= Moses Maverick =

Moses Maverick (1611—1686) was a 17th-century English colonist who migrated to the Massachusetts Bay Colony and founded Marblehead, Massachusetts. He served as selectman for 14 years. Maverick Street, Maverick Cove, Maverick Court and Moses Maverick Square are named after him.

== Biography ==
Moses Maverick was born in Devon, England to Rev. John Maverick and Mary Gye. Moses Maverick's older brother is early Massachusetts colonist Samuel Maverick.

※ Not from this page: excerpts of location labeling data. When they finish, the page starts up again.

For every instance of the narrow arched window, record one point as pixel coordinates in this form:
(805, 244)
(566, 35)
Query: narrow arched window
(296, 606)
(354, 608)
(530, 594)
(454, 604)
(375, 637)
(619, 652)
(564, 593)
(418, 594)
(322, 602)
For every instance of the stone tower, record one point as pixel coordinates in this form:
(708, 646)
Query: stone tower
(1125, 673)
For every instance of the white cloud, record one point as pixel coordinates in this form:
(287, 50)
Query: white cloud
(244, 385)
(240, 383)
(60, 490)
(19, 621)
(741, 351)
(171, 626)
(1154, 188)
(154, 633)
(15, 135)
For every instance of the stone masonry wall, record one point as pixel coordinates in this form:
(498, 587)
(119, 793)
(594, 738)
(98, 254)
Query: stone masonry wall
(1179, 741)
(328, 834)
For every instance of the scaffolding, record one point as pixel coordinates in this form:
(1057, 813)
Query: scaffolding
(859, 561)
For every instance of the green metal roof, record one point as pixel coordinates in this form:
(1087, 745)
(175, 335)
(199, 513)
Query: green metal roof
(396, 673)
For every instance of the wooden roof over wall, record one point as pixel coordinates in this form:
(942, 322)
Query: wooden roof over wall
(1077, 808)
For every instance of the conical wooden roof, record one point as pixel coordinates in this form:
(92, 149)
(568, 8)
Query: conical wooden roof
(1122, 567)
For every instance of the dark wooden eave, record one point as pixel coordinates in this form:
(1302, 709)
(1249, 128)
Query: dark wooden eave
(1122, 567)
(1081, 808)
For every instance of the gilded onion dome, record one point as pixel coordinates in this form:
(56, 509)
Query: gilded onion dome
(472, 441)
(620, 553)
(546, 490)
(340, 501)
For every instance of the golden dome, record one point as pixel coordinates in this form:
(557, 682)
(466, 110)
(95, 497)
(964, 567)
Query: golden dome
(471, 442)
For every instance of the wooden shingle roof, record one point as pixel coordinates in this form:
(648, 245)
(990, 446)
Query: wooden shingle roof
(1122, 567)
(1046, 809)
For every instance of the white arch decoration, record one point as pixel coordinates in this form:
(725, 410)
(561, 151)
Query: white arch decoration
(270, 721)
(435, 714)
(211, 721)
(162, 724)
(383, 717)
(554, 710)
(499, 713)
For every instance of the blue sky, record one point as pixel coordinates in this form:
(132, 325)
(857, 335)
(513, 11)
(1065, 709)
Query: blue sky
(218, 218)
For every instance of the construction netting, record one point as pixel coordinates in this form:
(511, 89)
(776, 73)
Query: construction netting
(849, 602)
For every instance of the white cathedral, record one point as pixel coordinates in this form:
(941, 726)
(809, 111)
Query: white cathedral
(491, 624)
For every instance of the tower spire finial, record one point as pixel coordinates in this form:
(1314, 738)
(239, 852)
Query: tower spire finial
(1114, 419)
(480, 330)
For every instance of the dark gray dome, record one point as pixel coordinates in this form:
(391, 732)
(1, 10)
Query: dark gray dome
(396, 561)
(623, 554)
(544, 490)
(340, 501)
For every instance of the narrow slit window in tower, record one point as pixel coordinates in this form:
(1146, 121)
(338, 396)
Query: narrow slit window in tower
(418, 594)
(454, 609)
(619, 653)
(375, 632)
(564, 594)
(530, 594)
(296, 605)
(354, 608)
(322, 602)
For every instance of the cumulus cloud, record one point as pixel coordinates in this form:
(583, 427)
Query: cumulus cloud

Maverick migrated to Dorchester, Massachusetts with his father, soon to become the first minister in Dorchester, in 1630. He became a freeman in 1634. Eventually, Maverick left Dorchester for Salem, settling in the outskirts of town in what was soon to become Marblehead. Through his efforts, Marblehead became a separate entity from Salem in 1649. In reward for these efforts, he was elected as one of the first selectmen in 1649, a position he would hold for fourteen years between 1649 and his death. He held various other local positions and was the town's leading figure.

Moses Maverick died in Marblehead in 1686 at the age of 74.

== Personal life ==
Moses Maverick married twice. First, to Remember Allerton, daughter to Isaac Allerton, who had come over on the Mayflower. His second wife was Eunice Cole and they were married by Governor John Endecott.